A aranha caranguejeira
A Acanthoscurria geniculata é uma bela aranha de grande porte da região Amazônica conhecida popularmente como caranguejeira. Ela tem pêlos e um certo tipo de beleza - mas não deve ser por isso confundida com um bichinho de estimação.

Seu veneno não tem importância médica, isto é, não causa morte do ser humano adulto. Mas poucas pessoas sabem que sua picada pode matar crianças, animais domésticos de pequeno porte (aves, cães, coelhos ou gatos) ou até mesmo adultos que possuam reações alérgicas à sua peçonha. Que, aliás, tem sua função na sobrevivência da aranha: defesa e arma para caçar e se alimentar.

Outra característica da família das caranguejeiras é a presença de pêlos urticantes em seus corpos que são liberados no ar - quando esses animais se encontram em situações de estresse. Em contato com os olhos, essas cerdas podem causar até mesmo cegueira. Urticante quer dizer algo que tem a propriedade de irritar a pele, como é o caso da planta urtiga.

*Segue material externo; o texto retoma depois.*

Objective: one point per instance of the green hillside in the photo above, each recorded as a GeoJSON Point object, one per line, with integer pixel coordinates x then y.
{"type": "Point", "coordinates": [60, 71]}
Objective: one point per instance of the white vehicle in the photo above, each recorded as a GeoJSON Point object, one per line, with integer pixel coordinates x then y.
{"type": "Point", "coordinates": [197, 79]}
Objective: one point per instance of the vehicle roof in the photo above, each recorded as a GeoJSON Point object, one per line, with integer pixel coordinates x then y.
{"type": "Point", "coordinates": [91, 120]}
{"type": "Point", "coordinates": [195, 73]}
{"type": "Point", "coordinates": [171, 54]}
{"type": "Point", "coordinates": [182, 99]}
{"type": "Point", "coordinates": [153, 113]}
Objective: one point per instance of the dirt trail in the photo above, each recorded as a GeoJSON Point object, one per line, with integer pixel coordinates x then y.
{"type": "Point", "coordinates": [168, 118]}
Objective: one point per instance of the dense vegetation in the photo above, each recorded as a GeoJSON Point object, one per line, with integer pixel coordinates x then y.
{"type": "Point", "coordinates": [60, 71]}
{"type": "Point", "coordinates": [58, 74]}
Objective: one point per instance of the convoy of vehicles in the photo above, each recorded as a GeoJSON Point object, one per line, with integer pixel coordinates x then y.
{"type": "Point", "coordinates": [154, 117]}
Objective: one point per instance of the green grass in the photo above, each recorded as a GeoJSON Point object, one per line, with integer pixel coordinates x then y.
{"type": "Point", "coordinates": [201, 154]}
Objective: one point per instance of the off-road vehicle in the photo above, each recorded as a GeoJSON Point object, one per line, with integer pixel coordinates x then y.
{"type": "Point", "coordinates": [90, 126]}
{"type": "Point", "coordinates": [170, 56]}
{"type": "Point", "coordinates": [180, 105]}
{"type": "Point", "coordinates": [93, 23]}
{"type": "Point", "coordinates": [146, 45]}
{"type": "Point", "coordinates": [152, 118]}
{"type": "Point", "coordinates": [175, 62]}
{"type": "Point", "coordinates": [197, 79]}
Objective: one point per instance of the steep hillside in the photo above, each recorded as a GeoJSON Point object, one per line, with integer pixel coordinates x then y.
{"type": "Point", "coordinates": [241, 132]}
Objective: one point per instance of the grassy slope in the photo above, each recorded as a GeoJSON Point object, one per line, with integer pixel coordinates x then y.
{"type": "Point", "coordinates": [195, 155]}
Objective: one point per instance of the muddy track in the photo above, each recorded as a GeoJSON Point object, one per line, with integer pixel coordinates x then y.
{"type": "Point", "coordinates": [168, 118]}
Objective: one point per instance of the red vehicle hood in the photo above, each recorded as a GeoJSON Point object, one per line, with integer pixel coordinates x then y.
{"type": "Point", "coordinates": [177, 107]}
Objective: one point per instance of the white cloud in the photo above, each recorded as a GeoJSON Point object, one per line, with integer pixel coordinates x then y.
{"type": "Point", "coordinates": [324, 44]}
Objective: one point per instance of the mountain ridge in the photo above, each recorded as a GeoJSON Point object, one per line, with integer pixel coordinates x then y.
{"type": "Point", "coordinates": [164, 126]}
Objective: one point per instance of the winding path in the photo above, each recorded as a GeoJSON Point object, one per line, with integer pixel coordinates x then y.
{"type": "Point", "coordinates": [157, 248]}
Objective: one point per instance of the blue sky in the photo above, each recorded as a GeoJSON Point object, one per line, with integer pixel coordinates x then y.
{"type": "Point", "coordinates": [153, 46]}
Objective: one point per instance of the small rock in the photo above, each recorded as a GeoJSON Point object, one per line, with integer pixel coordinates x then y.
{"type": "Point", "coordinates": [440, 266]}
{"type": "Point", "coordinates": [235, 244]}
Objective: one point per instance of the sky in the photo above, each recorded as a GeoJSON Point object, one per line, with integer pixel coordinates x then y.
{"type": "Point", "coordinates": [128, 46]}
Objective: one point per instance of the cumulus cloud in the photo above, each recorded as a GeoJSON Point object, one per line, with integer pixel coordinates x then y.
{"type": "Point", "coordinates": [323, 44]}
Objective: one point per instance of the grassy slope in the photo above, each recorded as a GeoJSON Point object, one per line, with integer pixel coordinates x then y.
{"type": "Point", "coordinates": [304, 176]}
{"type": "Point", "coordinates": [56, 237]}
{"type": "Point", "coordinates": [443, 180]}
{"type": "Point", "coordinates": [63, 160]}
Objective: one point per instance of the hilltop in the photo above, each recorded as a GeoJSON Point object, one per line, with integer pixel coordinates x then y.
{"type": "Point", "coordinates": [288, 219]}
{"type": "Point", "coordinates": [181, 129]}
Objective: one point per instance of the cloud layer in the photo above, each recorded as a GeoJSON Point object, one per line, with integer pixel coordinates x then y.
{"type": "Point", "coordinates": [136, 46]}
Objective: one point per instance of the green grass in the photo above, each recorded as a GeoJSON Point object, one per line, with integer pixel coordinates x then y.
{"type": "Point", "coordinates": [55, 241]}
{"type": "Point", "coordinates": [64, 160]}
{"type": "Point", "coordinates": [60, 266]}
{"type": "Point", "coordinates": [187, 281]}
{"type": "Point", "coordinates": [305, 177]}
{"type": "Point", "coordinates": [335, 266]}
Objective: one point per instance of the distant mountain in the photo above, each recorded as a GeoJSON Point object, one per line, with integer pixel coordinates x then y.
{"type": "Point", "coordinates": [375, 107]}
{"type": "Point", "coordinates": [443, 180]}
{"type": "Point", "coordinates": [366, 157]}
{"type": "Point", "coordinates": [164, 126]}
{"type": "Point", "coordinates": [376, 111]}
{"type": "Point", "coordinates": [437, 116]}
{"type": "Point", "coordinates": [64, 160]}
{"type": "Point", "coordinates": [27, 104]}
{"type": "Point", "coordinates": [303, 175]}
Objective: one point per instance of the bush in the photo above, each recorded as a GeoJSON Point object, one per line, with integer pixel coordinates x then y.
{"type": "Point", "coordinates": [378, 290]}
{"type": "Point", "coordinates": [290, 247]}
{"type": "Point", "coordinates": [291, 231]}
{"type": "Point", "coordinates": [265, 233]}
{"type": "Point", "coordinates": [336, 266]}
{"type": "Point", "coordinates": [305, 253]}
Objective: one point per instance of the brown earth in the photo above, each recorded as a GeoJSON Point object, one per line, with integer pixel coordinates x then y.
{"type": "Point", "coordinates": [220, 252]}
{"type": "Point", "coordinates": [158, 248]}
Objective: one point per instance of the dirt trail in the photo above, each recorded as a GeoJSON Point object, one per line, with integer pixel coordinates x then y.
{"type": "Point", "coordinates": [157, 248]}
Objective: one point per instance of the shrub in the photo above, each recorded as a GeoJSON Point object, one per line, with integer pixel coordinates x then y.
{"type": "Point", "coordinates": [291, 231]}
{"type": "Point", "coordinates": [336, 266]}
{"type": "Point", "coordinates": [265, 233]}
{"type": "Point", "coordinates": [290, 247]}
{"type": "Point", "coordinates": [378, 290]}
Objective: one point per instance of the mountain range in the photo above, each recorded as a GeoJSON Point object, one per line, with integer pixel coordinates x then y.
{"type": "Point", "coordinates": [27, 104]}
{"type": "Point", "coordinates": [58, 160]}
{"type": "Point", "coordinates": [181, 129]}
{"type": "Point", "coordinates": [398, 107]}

No Instituto Vital Brasil, há relatos de casos em que os pêlos urticantes chegaram às vias respiratórias das vítimas (através da respiração) causando grandes irritações das mucosas.

Dieta de um pet silvestre
Para ter um pet desses, o ideal é criar também seu alimento - todas as caranguejeiras são carnívoras e só se alimentam de animais vivos. Conforme a espécie e o estágio de desenvolvimento do aracnídeo - o tamanho da aranha -, sua alimentação varia desde tenébrios (larvas de besouros), baratas, grilos até filhotes de camundongos.

A jibóia
No caso da jibóia, os cuidados são ainda mais intensos. Alguns exemplos de suas necessidades são um espaço que contenha pelo menos um tronco com galhos, já que é uma espécie arborícola (que vive em árvores), manutenção constante da temperatura e luz do ambiente onde se encontra bem como a limpeza do mesmo, água fresca e sem cloro. Como as caranguejeiras, as jibóias alimentam-se apenas de animais vivos: camundongos e coelhos seriam o cardápio dessa cobra no cativeiro.

A criação de animais silvestres exige respeito às suas características comportamentais, cuidados com a alimentação, prevenção e tratamento de doenças - e ainda abrigo adequado às suas necessidades.

Animais silvestres não são como cães e gatos
Aranhas, serpentes, aves e lagartos não são como os cães e gatos. Isso é, não possuem qualquer tipo de "carinho" pelo dono - eles têm apenas um certo respeito, pois sabem que é o dono que traz alimento. Assim, nada impede que a pessoa que cuida desses animais sofra algum tipo de ataque. Muitas vezes, aranhas e serpentes atacam por causa do estresse desencadeado pela vida em cativeiro.

Enquanto algumas pessoas dizem que a posse de animais silvestres é uma das soluções para a sobrevivência das espécies em questão, emerge um terrível efeito colateral: o tráfico de animais. Essa prática é crime e só movimenta menos dinheiro que os tráficos de drogas e de armas. Mas ele só existe porque existe gente que compra os animais.

Segundo o relatório elaborado pela Renctas (ONG responsável pelo combate ao tráfico de animais), "a comercialização em pet shops é o fator que mais incentiva o tráfico de silvestres no Brasil". De acordo com esse estudo, são 38 milhões de espécimes retirados de seus habitats por ano. Desses, apenas 10% chegam ao seu destino com vida, pois a maior parte morre de fome, sede, calor, asfixia ou outras condições estressantes.

Quando os animais são apreendidos pelo Ibama, são enviados para zoológicos - jamais retornam ao seu ambiente natural. Isso acontece por causa da falta de recursos do órgão governamental. Por exemplo, quando um animal da Amazônia é apreendido em São Paulo, sai muito mais barato mandá-lo para o zoológico do que para seu local de origem - e assim é feito.